Post Office Scheme : The RBI has recently cut the repo rate for the third consecutive time. With this cut, the repo rate has fallen by 1 percent. It was expected that the RBI would cut the repo rate by 0.25 points this time. However, the RBI (RBI latest update) has surprised by reducing it by 0.50 percent. After this decision by RBI, banks have started reducing interest rates on loans and FDs.
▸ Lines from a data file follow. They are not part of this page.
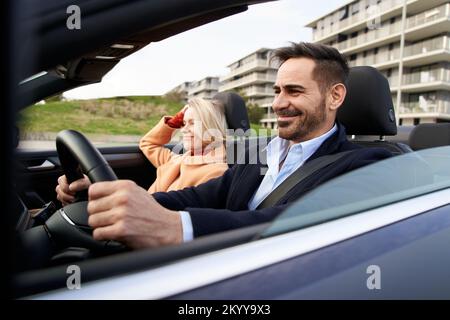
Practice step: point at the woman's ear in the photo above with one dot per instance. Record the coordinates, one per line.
(337, 95)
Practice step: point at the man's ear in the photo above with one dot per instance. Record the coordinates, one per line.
(337, 95)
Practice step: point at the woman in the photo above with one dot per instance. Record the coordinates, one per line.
(203, 128)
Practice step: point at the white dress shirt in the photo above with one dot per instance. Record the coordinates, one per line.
(278, 149)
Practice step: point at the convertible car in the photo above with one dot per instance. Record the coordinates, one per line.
(378, 232)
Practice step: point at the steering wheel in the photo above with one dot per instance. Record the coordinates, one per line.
(68, 226)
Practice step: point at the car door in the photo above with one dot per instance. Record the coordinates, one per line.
(39, 170)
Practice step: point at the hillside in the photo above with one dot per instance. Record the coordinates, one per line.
(121, 115)
(132, 115)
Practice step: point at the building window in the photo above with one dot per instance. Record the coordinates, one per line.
(343, 13)
(354, 8)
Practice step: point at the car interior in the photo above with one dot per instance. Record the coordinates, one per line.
(367, 111)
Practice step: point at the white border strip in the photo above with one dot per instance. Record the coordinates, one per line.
(209, 268)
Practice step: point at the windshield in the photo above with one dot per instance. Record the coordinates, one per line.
(385, 182)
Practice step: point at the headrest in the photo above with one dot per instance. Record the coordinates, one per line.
(368, 107)
(235, 110)
(429, 135)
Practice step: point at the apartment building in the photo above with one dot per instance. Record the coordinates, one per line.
(253, 76)
(182, 89)
(369, 32)
(205, 88)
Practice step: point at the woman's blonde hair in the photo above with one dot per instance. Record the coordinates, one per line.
(212, 116)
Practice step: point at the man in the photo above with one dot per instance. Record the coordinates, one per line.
(309, 89)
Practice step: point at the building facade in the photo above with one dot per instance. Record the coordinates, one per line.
(205, 88)
(182, 90)
(253, 76)
(368, 32)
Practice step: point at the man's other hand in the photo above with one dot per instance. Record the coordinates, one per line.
(121, 210)
(66, 193)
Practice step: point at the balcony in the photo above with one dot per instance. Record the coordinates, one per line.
(253, 78)
(203, 86)
(360, 18)
(390, 32)
(259, 92)
(264, 102)
(424, 52)
(255, 65)
(430, 80)
(438, 106)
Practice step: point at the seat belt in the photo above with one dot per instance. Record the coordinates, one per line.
(298, 176)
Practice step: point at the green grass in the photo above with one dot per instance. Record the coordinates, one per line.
(132, 115)
(121, 115)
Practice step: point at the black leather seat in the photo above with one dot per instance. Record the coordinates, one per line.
(368, 109)
(429, 135)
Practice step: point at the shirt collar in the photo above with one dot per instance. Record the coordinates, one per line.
(278, 148)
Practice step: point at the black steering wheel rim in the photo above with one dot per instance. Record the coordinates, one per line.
(69, 227)
(77, 155)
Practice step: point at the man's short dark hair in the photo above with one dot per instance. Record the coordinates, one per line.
(331, 66)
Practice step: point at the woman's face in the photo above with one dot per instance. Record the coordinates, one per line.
(192, 132)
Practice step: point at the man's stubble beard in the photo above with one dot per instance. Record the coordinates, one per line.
(304, 126)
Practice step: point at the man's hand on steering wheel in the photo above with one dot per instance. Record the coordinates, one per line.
(121, 210)
(66, 192)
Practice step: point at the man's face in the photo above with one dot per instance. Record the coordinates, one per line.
(299, 104)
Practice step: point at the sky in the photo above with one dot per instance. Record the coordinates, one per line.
(208, 49)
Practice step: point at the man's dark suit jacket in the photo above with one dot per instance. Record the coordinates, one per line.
(222, 203)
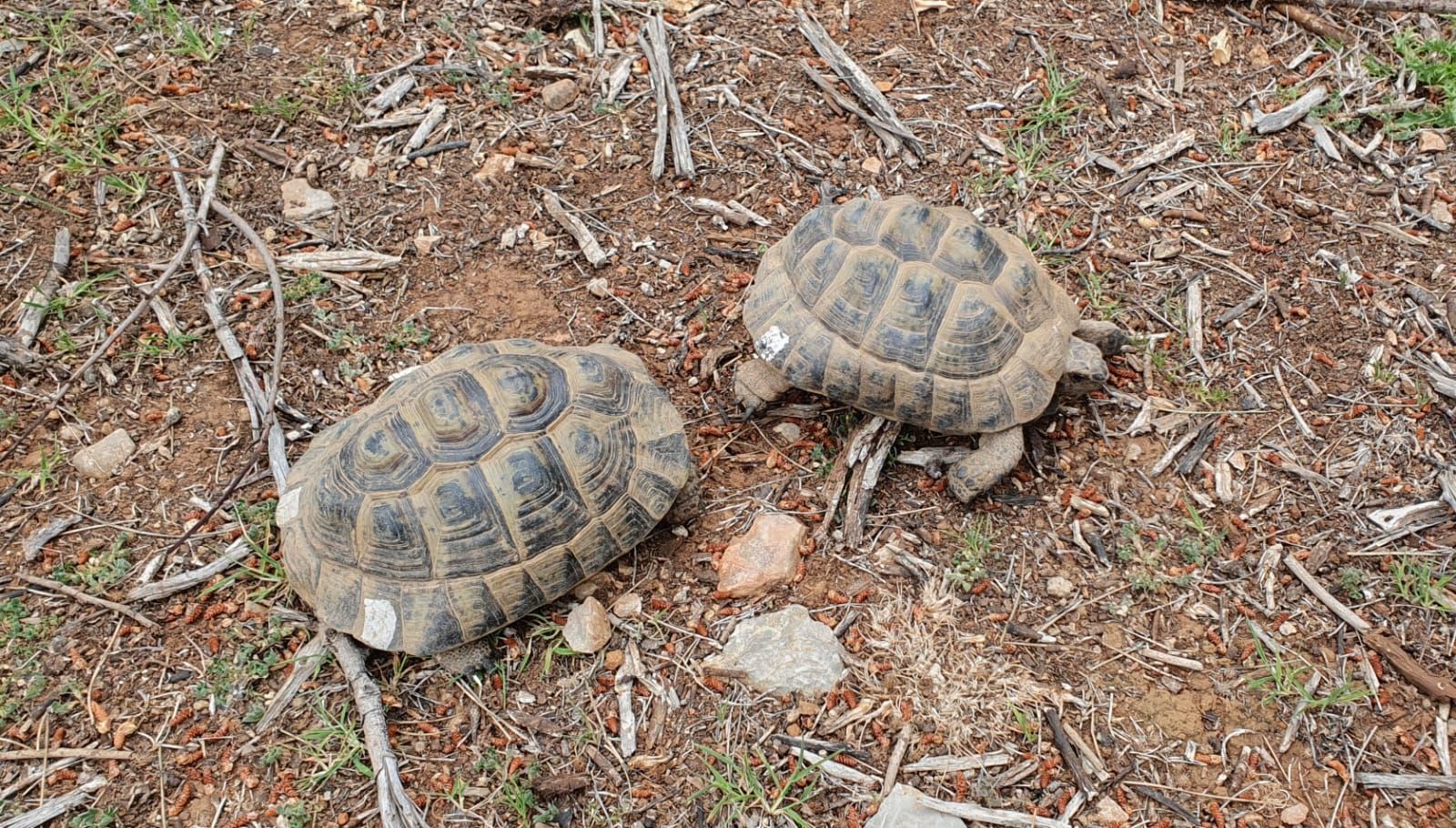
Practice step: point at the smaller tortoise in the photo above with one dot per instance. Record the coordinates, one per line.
(480, 488)
(925, 316)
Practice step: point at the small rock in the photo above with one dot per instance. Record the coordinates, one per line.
(106, 457)
(302, 201)
(766, 556)
(587, 628)
(903, 810)
(495, 167)
(788, 432)
(1295, 813)
(1059, 587)
(784, 652)
(1431, 141)
(630, 606)
(1107, 813)
(560, 95)
(360, 167)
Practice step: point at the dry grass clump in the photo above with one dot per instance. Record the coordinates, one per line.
(967, 694)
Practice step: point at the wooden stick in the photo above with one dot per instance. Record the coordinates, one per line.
(1318, 590)
(1407, 781)
(859, 83)
(86, 599)
(33, 313)
(660, 66)
(1429, 6)
(305, 667)
(62, 754)
(56, 806)
(992, 815)
(194, 232)
(395, 806)
(1309, 21)
(895, 757)
(186, 581)
(577, 228)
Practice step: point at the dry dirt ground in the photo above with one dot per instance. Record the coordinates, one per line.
(1292, 308)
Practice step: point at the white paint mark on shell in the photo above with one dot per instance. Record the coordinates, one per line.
(288, 507)
(379, 623)
(772, 342)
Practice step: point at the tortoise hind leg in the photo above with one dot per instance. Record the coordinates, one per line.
(992, 460)
(757, 383)
(466, 658)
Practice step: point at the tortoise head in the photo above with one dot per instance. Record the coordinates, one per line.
(1085, 371)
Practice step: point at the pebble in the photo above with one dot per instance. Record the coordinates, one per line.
(560, 95)
(784, 652)
(106, 456)
(302, 201)
(587, 628)
(495, 167)
(788, 432)
(903, 810)
(1431, 141)
(630, 606)
(1295, 813)
(763, 558)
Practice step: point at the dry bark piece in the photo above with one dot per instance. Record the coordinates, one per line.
(590, 247)
(859, 83)
(1292, 114)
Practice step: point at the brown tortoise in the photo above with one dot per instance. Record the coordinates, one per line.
(480, 488)
(921, 315)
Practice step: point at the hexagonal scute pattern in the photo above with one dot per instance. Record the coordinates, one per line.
(912, 312)
(491, 482)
While this repo rate cut has given relief to loan holders, it has been a big blow for investors (Investment tips). Still, there are some schemes that are offering higher interest rates. If you are planning to invest, right now post office schemes are offering more interest than FD. Let’s understand in detail.
Get maximum benefits from this scheme
Due to the fall in FD interest rates, senior citizens (Scheme for Senior Citizens) have faced bigger losses. If you too are worried about low interest on FDs, you don’t need to worry anymore. Today we will tell you about a wonderful savings scheme from the Post Office (Post Office Saving Scheme). This scheme is known as the Post Office Time Deposit (TD) Scheme. By investing in this scheme, you can earn higher interest rates than bank FDs.
What is the Post Office Time Deposit (TD) Scheme?
This is a fixed deposit scheme operated by the Post Office. In this scheme, you can invest for 1, 2, 3, or 5 years. Since this scheme is backed by the Government, it is completely safe (Investment in Fixed Deposit) and reliable.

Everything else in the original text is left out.